Kementerian Agraria dan Tata Ruang/Badan Pertanahan Nasional (ATR/BPN) bersama PT Telkom Indonesia membentuk Satgas Akselerasi Legalisasi dan Penyelesaian Kasus Aset Tanah Telkom 2026. Pembentukan satgas ini disahkan melalui penandatanganan Surat Keputusan Bersama yang disaksikan Wakil Menteri ATR/Wakil Kepala BPN Ossy Dermawan dan Direktur Utama PT Telkom Indonesia Dian Siswarini, Jumat (20/02/2026), di Gedung Telkom Hub, Jakarta.
Ossy Dermawan mengatakan pengamanan aset negara menjadi hal penting karena berkaitan dengan ketertiban dan tata kelola. Ia berharap keberadaan satgas dapat membantu Telkom Indonesia mewujudkan tata kelola yang baik dalam urusan pertanahan.
Dari Kementerian ATR/BPN, penandatanganan dilakukan oleh Direktur Jenderal Penetapan Hak dan Pendaftaran Tanah (PHPT) Asnaedi serta Direktur Jenderal Penanganan Sengketa dan Konflik Pertanahan (PSKP) Iljas Tedjo Prijono. Sementara dari PT Telkom Indonesia, dokumen ditandatangani Direktur Legal & Compliance Andy Kelana serta Direktur Keuangan dan Manajemen Risiko Arthur Angelo.
Ruang lingkup kerja satgas mencakup dukungan percepatan proses penyertipikatan tanah PT Telkom Indonesia, mulai dari penerbitan sertipikat baru, pembaruan, perpanjangan sertipikat, hingga peningkatan hak atas tanah. Satgas juga mendukung langkah penanganan permasalahan sengketa tanah yang melibatkan aset Telkom Indonesia.
Satgas yang ditetapkan pada 20 Februari 2026 ini dijadwalkan bekerja selama satu tahun hingga 19 Februari 2027. Dalam periode tersebut, Ossy berharap komunikasi, koordinasi, dan strategi penanganan dapat berjalan lebih terpadu.

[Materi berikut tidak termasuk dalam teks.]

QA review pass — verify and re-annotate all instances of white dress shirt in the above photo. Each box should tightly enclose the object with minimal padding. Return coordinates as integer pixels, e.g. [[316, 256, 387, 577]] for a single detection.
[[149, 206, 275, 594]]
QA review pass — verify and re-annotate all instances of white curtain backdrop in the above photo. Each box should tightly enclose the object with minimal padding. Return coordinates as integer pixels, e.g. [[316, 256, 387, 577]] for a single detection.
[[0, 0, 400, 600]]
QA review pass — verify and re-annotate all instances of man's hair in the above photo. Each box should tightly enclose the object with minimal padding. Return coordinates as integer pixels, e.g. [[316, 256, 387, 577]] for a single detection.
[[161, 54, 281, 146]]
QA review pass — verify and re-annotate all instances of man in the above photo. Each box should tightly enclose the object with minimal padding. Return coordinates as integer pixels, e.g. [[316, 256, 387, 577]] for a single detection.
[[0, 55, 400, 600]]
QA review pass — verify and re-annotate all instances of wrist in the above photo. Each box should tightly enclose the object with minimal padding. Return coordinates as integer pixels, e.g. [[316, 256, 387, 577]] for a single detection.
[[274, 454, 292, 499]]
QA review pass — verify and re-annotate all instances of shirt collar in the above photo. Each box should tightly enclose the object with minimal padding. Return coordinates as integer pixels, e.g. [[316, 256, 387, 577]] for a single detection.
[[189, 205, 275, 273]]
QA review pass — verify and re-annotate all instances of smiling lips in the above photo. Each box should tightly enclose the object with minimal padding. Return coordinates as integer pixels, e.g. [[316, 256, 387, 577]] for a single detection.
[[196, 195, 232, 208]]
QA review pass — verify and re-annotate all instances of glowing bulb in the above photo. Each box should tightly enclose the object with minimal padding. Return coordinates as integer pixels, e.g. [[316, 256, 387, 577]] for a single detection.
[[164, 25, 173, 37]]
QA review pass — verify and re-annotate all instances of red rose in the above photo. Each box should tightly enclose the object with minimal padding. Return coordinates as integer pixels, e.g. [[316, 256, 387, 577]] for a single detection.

Menurut Ossy, pendekatan yang sebelumnya dilakukan masing-masing regional ke kantor pertanahan di daerah kini diharapkan menjadi lebih sistematis dengan tujuan dan sasaran yang telah ditentukan. Ia menargetkan seluruh aset Telkom dapat tersertipikatkan, serta aset yang bermasalah di luar ranah pengadilan dapat diselamatkan.
Direktur Utama PT Telkom Indonesia Dian Siswarini menyampaikan apresiasi kepada Kementerian ATR/BPN atas dukungan dalam upaya penyelamatan aset perusahaan. Ia berharap satgas dapat menghadirkan langkah dan terobosan inovatif dalam penyelesaian aset, sekaligus mendorong tindakan tegas untuk melindungi aset yang dimiliki.
Dalam kegiatan tersebut, Ossy turut didampingi sejumlah pejabat pimpinan tinggi pratama dan administrator Kementerian ATR/BPN. Sejumlah jajaran PT Telkom Indonesia juga hadir mengikuti kegiatan.